(November 17, 2017 at 6:10 pm)LadyForCamus Wrote: Let me try this again. 😛
Firstly, I have no vested interest in complaining about either of those things, because I don't believe either actually exists. I am merely pointing out that even if I assume for the sake of the argument all of this is true, the narrative still doesn't make sense. God decided our lives for us the second he made the conscious decision to poof humanity into existence, despite seeing ahead of time how many of us would be damned. In what way then, are we free? And why, if we aren't truely free, should we deserve eternity in hell for making the wrong "choice"?

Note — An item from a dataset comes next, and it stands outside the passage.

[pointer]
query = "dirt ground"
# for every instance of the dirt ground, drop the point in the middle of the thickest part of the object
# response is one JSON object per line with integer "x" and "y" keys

I'm not arguing in this discussion that we're free. I'm taking the lack of free will to its logical conclusion. If our every thought and action was predetermined in that second, then we don't actually exist in any meaningful sense.
An analogy would be a program mimicking human thoughts running through a computer. You could have the same kinds of things running through it as we experience, the joys, the sufferings - ponderings about how it came to be, complaints about its lot - everything. But, since this was all written in advance by another being, that computer is not a being itself. It has no right to only have happy thoughts. You could take the computer and toss it in a fire and no one would condemn you for so doing.
If you interpret omniscience such that it predetermines our every thought and precludes free will, then a person is no more than that computer program.